In questi ultimi 2/3 mesi ne abbiamo lette di tutti i colori. Ovviamente mi riferisco alle violazioni che hanno subito alcuni dei più grandi servizi cloud (e non) presenti sul mercato: iCloud, Dropbox e Snapchat.

Del primo sicuramente vi ricorderete il polverone mediatico che si è sollevato in quanto erano toccate nell’intimo alcune delle celebrità più cool del momento ad Hollywood; sono sicuro che se non ci fosse stato qualche nome importante in mezzo, la questione avrebbe avuto un eco leggermente più contenuto. O forse no; alla fine si sa che quando c’è di mezzo Apple, il ritorno mediatico è sempre spoporzionato – indipendemente dalla portata della notizia.
Come se non bastasse, abbiamo anche il vaggio a sorpresa (?) di Tim Cook in Cina per discutere con il vice ministro di cose molto importanti per la sua azienda; alcuni vedono la partenza improvvisa del CEO Apple come un evento scaturito da un massiccio numero di utenti cinesi che venivano reinderizzati ad una pagina simile a quella di iCloud con l’intento di carpire informazioni personali. Si può dire che quello di Cook sia un viaggio che ha come ordine del giorno “intensificare gli sforzi al fine di garantire una maggiore sicurezza dei propri utenti”; io aggiungo, anche in virtù del fatto che “la Terra di Mezzo” è diventata un partner strategico per il mercato asiatico soprattutto se si tiene conto del grande successo che sta vivendo quella che alcuni amano definire “la Apple Cinese”: Xiaomi.
Il secondo invece, Dropbox, meno di due settimane fa ha subito “per vie traverse” (tramite un post di Reddit che rimandava ad un’area cache di Dropbox) una violazione che ha messo a repentaglio centinaia di account appartenenti al famosissimo servizio di storage sul cloud. Per la cronaca ricordiamo che tramite un comunicato ufficiale sul suo blog, Dropbox assicura che i suoi server non sono stati violati e che la perdita di tali dati è da imputare a qualche servizio di terze parti. Per di più assicurano anche che “se” alcune password fossero finite nella mani di alcuni personaggi loschi, il problema non si pone perché facevano riferimento a vecchie versioni ormai non più valide.
Snapchat, il terzo, forse è quello che fa più gola a chi vuol mettere mano su file scottanti. È risaputo che molto spesso il servizio di messaging è stato oggetto di violazioni a causa del contenuto che i propri utenti scambiavano: foto osè. In linea teorica il servizio è strutturato in modo tale che qualsiasi foto inviata ad un altro utente, o ad un gruppo di utenti, abbia una scadenza; ovvero, dopo un massimo di dieci secondi, la foto diventa inaccessibile dagli smartphone, tutelando in questo modo entrambe le parti. Tristemente le cose sono leggermente diverse, tant’è vero che circa 200.000 “vecchie” foto sono spuntate fuori e postate online – molte delle quali ritraevano persone completamente nude. Anche questa volta, come per Dropbox, la violazione ha colpito un’applicazione desktop di terze parti che permetteva ai propri utenti di ricevere le foto sul proprio PC evitando l’autodistruzione delle stesse.

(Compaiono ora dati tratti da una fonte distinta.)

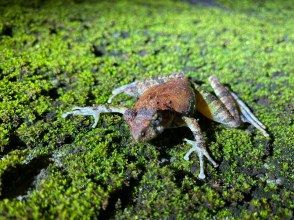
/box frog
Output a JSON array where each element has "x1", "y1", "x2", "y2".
[{"x1": 62, "y1": 73, "x2": 269, "y2": 179}]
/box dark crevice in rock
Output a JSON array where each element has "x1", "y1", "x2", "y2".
[
  {"x1": 41, "y1": 87, "x2": 59, "y2": 100},
  {"x1": 91, "y1": 45, "x2": 105, "y2": 57},
  {"x1": 186, "y1": 0, "x2": 220, "y2": 7},
  {"x1": 0, "y1": 155, "x2": 51, "y2": 199},
  {"x1": 98, "y1": 166, "x2": 145, "y2": 219},
  {"x1": 0, "y1": 132, "x2": 27, "y2": 158},
  {"x1": 0, "y1": 25, "x2": 13, "y2": 37}
]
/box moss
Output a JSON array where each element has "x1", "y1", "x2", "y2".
[{"x1": 0, "y1": 0, "x2": 294, "y2": 219}]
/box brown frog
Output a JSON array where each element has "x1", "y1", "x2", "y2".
[{"x1": 62, "y1": 73, "x2": 269, "y2": 179}]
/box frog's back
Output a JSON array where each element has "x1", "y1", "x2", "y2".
[{"x1": 134, "y1": 77, "x2": 195, "y2": 115}]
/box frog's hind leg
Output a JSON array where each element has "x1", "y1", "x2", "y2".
[
  {"x1": 62, "y1": 105, "x2": 127, "y2": 128},
  {"x1": 209, "y1": 76, "x2": 269, "y2": 137},
  {"x1": 231, "y1": 92, "x2": 269, "y2": 137},
  {"x1": 182, "y1": 117, "x2": 218, "y2": 179},
  {"x1": 108, "y1": 73, "x2": 184, "y2": 103}
]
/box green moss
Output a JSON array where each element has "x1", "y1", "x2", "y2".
[{"x1": 0, "y1": 0, "x2": 294, "y2": 219}]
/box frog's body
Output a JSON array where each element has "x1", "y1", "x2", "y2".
[{"x1": 63, "y1": 74, "x2": 268, "y2": 179}]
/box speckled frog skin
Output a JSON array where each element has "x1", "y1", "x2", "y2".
[{"x1": 63, "y1": 74, "x2": 269, "y2": 179}]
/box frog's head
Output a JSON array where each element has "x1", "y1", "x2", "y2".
[{"x1": 124, "y1": 108, "x2": 164, "y2": 141}]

Come abbiamo visto, molto spesso vengono colpiti quei servizi che centinaia di milioni di persone utilizzano tutti i giorni e che conservano “al sicuro” dati personali importanti. C’è chi usa Dropbox per catalogare e conservare in un posto sicuro le proprie cartelle mediche, bollette, documenti personali importanti o documenti di lavoro.
Idem per iCloud, che viene utilizzato per le nostre e-mail, foto, calendari, file e altro. Il nocciolo della questione è: il cloud è figo ma pur sempre soffre dei classici problemi di cui soffre ogni computer collegato alla rete. Quello che cambia è che se fino a qualche anno fa conservavamo le nostre faccende private in un hard-disk esterno custodito in qualche cassetto della nostra scrivania, oggi abbiamo deciso di delegare altre aziende per fare esattamente la stessa cosa.
Certamente i benefici sono molteplici: hard-disk di backup che ci assicurano di avere una copia sempre disponile dei nostri dati, possibilità di modificarli e condividerli con chiunque, possibilità di accedervi da qualunque parte del mondo attraverso qualsiasi dispositivo collegato alla rete. Insomma, il cloud.
Fortunatamente esistono alcune regole da utilizzare per limitare al minimo i danni, regole abbastanza scontate che molto spesso si basano sul buon senso. Abbiamo file molto importanti e personali da conservare in un posto sicuro? non utilizziamo alcun servizio cloud. Vogliamo condividere con i nostri familiari le foto del battesimo di nostro figlio? utilizziamo servizi “zero knowledge” come quello offerto da Spideroak. Evitiamo come la peste di utilizzare applicazioni di terze parti che si interfacciano con l'”applicazione madre”.
Com’è giusto che sia, Apple, Dropbox e le altre big non ci lasciano da soli in trincea a incassare colpi. Dropbox ha infatti implementato da tempo la verifica in due passaggi (di cui abbiamo parlato anche in questo focus dedicato), attraverso questa pagina web; anche Apple ha attivato la verifica in due passaggi insieme a tante altre aziende che usiamo tutti i giorni, come Facebook per esempio.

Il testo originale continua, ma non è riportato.